Hnizdo Vladimir, Gilson Michael K
Health Effects Laboratory Division, National Institute for Occupational Safety and Health, Morgantown, West Virginia 26505, USA.
Center for Advanced Research in Biotechnology, University of Maryland Biotechnology Institute, Rockville, Maryland 20850, USA.
Entropy (Basel). 2010 Mar 16;12(3):578-590. doi: 10.3390/e12030578.
The differential Shannon entropy of information theory can change under a change of variables (coordinates), but the thermodynamic entropy of a physical system must be invariant under such a change. This difference is puzzling, because the Shannon and Gibbs entropies have the same functional form.
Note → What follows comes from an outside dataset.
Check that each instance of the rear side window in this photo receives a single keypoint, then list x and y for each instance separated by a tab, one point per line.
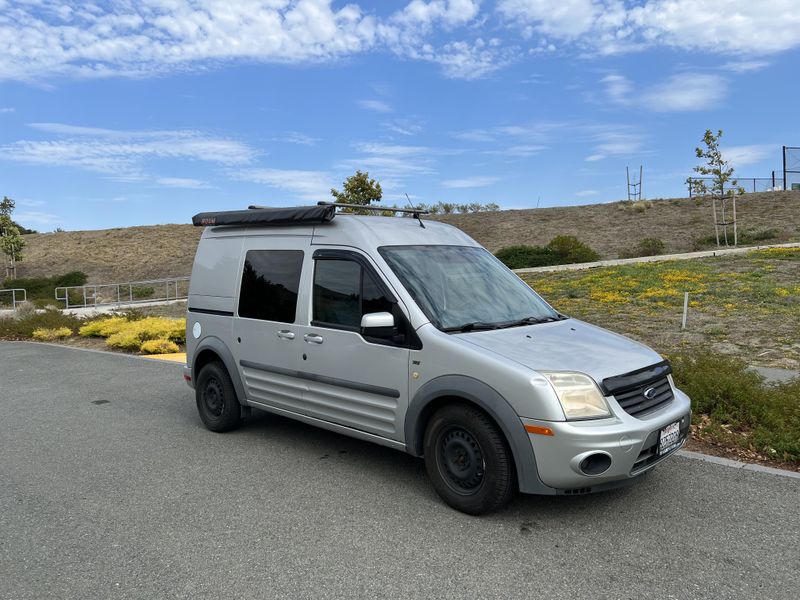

We show that a canonical change of variables can, indeed, alter the spatial component of the thermodynamic entropy just as it alters the differential Shannon entropy. However, there is also a momentum part of the entropy, which turns out to undergo an equal and opposite change when the coordinates are transformed, so that the total thermodynamic entropy remains invariant. We furthermore show how one may correctly write the change in total entropy for an isothermal physical process in any set of spatial coordinates.
信息论中的微分香农熵在变量(坐标)变化时会改变,但物理系统的热力学熵在这种变化下必须保持不变。这种差异令人困惑,因为香农熵和吉布斯熵具有相同的函数形式。我们表明,正则变量变换确实可以改变热力学熵的空间分量,就像它改变微分香农熵一样。然而,熵还有一个动量部分,当坐标变换时,它会发生大小相等、方向相反的变化,从而使总热力学熵保持不变。我们还展示了如何在任何一组空间坐标中正确写出等温物理过程的总熵变化。